If 2001 was a bad party, then in 2002 the production industry reeled under a long, nasty hangover.
It was no surprise that the slowdown in the last quarter of 2001, triggered by earlier U.S. strike threats, 9/11 and general economic malaise, carried over into the new year. Industry optimists forecasted a strong comeback, but despite some signs of life, when the year’s production numbers come in they promise to be dramatically down from the record cycle of 2000.
B.C., dependent on U.S. service work for an estimated 74% of its production business, has been substantially stung by the tail-off. The province has had to contend with production constriction resulting from American and international economic woes as well as mounting anti-‘runaway production’ campaigns from the south. Production volume in B.C. was off by 50% in the first half of 2002 compared to the previous year.
The Vancouver scene has benefited in the latter half of the year from the mini Traffic, the features Freddy vs. Jason, the canine invasion flick Good Boy! and the blockbuster X-Men 2, as well as the steadily employing series Andromeda, Dead Zone, Jeremiah, Smallville and Twilight Zone.
Meanwhile, forces in the U.S. were trying to stem northern-bound production. Looking to counter Canada’s attractive exchange rate and tax benefits for Hollywood producers, California Governor Gray Davis put forward a proposal for a new labor-based tax incentive for lower-budget California productions.
Brent Swift, chair of the L.A.-based Film and Television Action Committee, has been the most vocal opponent of U.S. production in Canada, calling subsidies here ‘illegal’ and looking to have countervailing duties imposed on U.S. projects that take advantage of Canuck tax credits. FTAC put forward questionable statistics indicating that Canada is responsible for America’s loss of US$2.8 billion in production budgets and up to 30,000 jobs each year. (This contradicts figures reported in Playback indicating that, even in 2000, production dollars spent in Canada by all foreign productions totaled $1.5 billion.)
With the year coming to a close, U.S. craft unions have turned up the heat on the ‘runaway production’ debate, crying foul over Rudy’s Wars, a Carleton America/USA Network MOW about former New York mayor and 9/11 hero Rudolph Giuliani, being shot in Montreal. Adding insult to injury, plans are afoot for NBC to shoot a competing biopic in Toronto.
Quebec more immune
Quebec was somewhat more immune to wavering U.S. business thanks to a built-in francophone audience that continues to support indigenous productions. This is evidenced by the fact that six films on Playback’s list of the Top 10 domestic theatrical moneymakers are French-language features from la belle province. As for imported projects, Montreal has played host to the likes of George Clooney’s directorial debut, Confessions of a Dangerous Mind, Timeline, Shattered Glass and Tomorrow, a 20th Century Fox weather disaster epic budgeted at more than US$100 million. However, Montreal film commissioner Andre Lafond labeled the drought of steady series work a ‘crisis’ situation.

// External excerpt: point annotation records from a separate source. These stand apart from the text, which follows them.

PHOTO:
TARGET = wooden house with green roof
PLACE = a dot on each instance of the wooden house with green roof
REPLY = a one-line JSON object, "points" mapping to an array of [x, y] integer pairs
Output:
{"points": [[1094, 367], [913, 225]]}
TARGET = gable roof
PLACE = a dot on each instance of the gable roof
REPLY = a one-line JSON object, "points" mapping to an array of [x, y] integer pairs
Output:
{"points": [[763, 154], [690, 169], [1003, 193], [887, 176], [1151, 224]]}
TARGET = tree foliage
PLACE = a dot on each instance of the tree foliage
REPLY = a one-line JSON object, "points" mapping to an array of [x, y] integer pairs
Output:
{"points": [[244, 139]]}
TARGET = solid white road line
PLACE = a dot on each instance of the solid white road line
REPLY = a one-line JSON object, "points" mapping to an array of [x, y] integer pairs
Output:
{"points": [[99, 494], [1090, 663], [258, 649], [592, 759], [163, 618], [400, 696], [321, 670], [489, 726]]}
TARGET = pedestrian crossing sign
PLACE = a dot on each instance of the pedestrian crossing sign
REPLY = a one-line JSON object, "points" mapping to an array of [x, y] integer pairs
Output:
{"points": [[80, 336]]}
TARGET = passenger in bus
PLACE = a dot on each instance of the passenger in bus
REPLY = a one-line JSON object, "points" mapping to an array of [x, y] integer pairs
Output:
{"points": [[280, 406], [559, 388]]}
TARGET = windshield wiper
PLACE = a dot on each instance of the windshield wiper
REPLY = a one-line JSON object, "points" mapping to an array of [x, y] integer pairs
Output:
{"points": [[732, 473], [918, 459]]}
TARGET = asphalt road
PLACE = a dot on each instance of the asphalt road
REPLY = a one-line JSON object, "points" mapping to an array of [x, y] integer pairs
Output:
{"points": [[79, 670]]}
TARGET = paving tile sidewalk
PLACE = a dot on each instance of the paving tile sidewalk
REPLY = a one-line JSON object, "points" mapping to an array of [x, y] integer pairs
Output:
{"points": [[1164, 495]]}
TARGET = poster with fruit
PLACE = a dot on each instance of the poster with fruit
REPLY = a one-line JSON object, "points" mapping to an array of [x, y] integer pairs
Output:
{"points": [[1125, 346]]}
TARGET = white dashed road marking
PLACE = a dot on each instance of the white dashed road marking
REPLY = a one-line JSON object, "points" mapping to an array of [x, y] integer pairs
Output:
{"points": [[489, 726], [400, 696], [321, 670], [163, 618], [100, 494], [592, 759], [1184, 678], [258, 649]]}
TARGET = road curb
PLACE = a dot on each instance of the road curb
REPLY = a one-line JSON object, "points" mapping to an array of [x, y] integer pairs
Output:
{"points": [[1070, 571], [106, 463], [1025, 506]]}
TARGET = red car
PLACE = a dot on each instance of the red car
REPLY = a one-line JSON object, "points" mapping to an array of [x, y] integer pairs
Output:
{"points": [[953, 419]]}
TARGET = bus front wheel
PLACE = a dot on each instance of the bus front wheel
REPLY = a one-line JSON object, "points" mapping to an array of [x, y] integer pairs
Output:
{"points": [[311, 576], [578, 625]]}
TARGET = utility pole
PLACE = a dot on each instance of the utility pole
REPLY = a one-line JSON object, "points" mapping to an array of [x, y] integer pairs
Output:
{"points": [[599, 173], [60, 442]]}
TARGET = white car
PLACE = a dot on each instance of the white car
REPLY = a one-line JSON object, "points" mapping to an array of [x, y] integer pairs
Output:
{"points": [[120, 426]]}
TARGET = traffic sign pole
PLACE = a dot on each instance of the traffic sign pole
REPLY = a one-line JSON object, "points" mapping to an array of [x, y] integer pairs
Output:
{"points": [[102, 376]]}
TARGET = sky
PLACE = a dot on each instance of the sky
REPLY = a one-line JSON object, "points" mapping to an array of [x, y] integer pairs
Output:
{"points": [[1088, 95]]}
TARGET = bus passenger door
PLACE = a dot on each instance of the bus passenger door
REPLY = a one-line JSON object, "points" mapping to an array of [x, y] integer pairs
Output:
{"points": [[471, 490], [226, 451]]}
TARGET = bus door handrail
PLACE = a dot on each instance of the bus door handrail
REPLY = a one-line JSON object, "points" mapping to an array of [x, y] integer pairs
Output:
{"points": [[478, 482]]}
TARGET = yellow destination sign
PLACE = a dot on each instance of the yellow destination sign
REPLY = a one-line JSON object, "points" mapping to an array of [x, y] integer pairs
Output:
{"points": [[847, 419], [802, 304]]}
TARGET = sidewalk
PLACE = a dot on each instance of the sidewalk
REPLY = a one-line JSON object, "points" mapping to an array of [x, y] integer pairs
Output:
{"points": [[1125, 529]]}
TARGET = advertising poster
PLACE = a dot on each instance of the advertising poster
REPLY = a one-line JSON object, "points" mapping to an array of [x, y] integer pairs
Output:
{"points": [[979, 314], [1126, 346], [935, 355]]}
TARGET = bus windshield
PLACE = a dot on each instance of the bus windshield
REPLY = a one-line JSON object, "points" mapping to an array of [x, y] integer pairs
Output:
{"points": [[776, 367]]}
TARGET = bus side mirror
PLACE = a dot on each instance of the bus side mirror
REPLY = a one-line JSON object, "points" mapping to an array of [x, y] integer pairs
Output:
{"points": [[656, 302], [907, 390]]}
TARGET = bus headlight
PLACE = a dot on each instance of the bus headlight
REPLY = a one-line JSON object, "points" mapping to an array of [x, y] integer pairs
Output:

Ontario saw its fair share of high-profile Hollywood productions, including Chicago, the Meg Ryan sport biopic Against the Ropes, How to Lose a Guy, starring Kate Hudson, the Chow Yun-Fat actioner Bulletproof Monk and the Michael Douglas/Albert Brooks comedy The Wedding Party. However, the number of features shooting in the first half of the year was down about 50% from the previous year, according to the Toronto Film & Television Office.
At press time, Toronto crews were working on nine series (four from the U.S.), one U.S. TV pilot, five U.S. MOWs, four U.S. cable movies, three features (one from the U.S.), one TV special and one mini. These numbers do not represent a significant change from the same time frame in the slowed-down 2001; however, they are down or on par across the board compared to 2000.
Despite declining business and growing ‘runaway’ controversy, investors took steps to lure Hollywood’s biggest blockbusters Toronto’s way. Ground was broken in October at Great Lakes Studios, a 350,000-square-foot waterfront production facility that sees partners The Comweb Group and Studios of America eschewing public funding to provide Toronto with the kind of large, state-of-the-art facility many feel it needs. Although X-Men shot in Hogtown, the city lost out on the sequel to Vancouver after the filmmakers complained that Toronto soundstages could not accommodate the big F/X sequences.
The $100-million complex is set to open by late 2003/early 2004, and although no productions are yet confirmed, the controlling parties predict the facility will create 7,500 new jobs and bring $500 million to the area in the short term. Plans for another proposed mega-studio, headed by the U.K.’s Pinewood Shepperton Studios, remain uncertain at this point.
Canuck drama in death throes?
If FTAC succeeds in reducing the number of Hollywood projects coming here, the effect on film workers and ancillary service providers would be devastating, as domestic production is not positioned to pick up the slack, especially with the much-ballyhooed decline of Canadian drama series.
CTV’s cancellation of The Associates earlier this year served as a gloomy portend. Here was a series that was supposed to be the next Street Legal or Traders. That the lawyer drama couldn’t find a sufficient audience or international sales despite the efforts of broadcaster CTV and producer Alliance Atlantis Communications painted a bleak picture.
By ACTRA’s count, there are five true Canadian dramas currently being produced, although the definition of drama has become nebulous. To help give dramas a boost, ACTRA and nine other unions formed the Canadian Coalition of Audiovisual Unions and sent a policy paper earlier this year to the CRTC and Heritage Minister Sheila Copps. The document stated that the CRTC caused a 50% drop in English-language dramatic series when, in 1999, it removed expenditure requirements for broadcasters and put drama in the same category as regional programming and entertainment magazine shows.
But the CCAU’s actions have not had their desired effect. CRTC chairman Charles Dalfen recently responded in a series of speeches across Canada that it is too soon to revisit policies adopted just three years ago. The CRTC also argues that while the number of drama series might in fact be down, the number of overall hours of Canadian drama (including minis and MOWs) being shown and the number of dollars being spent have remained stable. Still others say let the market decide – if the audiences for Canadian series were there, then it would be in the broadcasters’ best interests to support them.
Meanwhile, the trend away from drama and towards reality programming can’t be denied. In a fragmented TV universe where the cost of drama is high and licence fees are low, reality TV has largely meant good business. The numbers for Fox’s American Idol were staggering (2.1 million viewers for Canadian broadcaster CTV), so it’s no wonder CTV announced at MIPCOM that it was in development with FremantleMedia and 19TV, producers of the other international Idols, on Canadian Idol, the search for a Canuck music superstar. Meanwhile, CanWest Global is returning next year with the similar Popstars 3, produced by Toronto’s Lone Eagle Entertainment.
The continued success of these programs means that actors might have to consider table-waiting a full-time vocation and dramatists might want to send their resumes to local trade rags.
Meanwhile, the only major new Canadian drama to emerge is Alliance Atlantis’ behind-the-scenes news show The Eleventh Hour, slated to debut on CTV Nov. 26. How it fares might go far in telling what kind of year we can expect in 2003.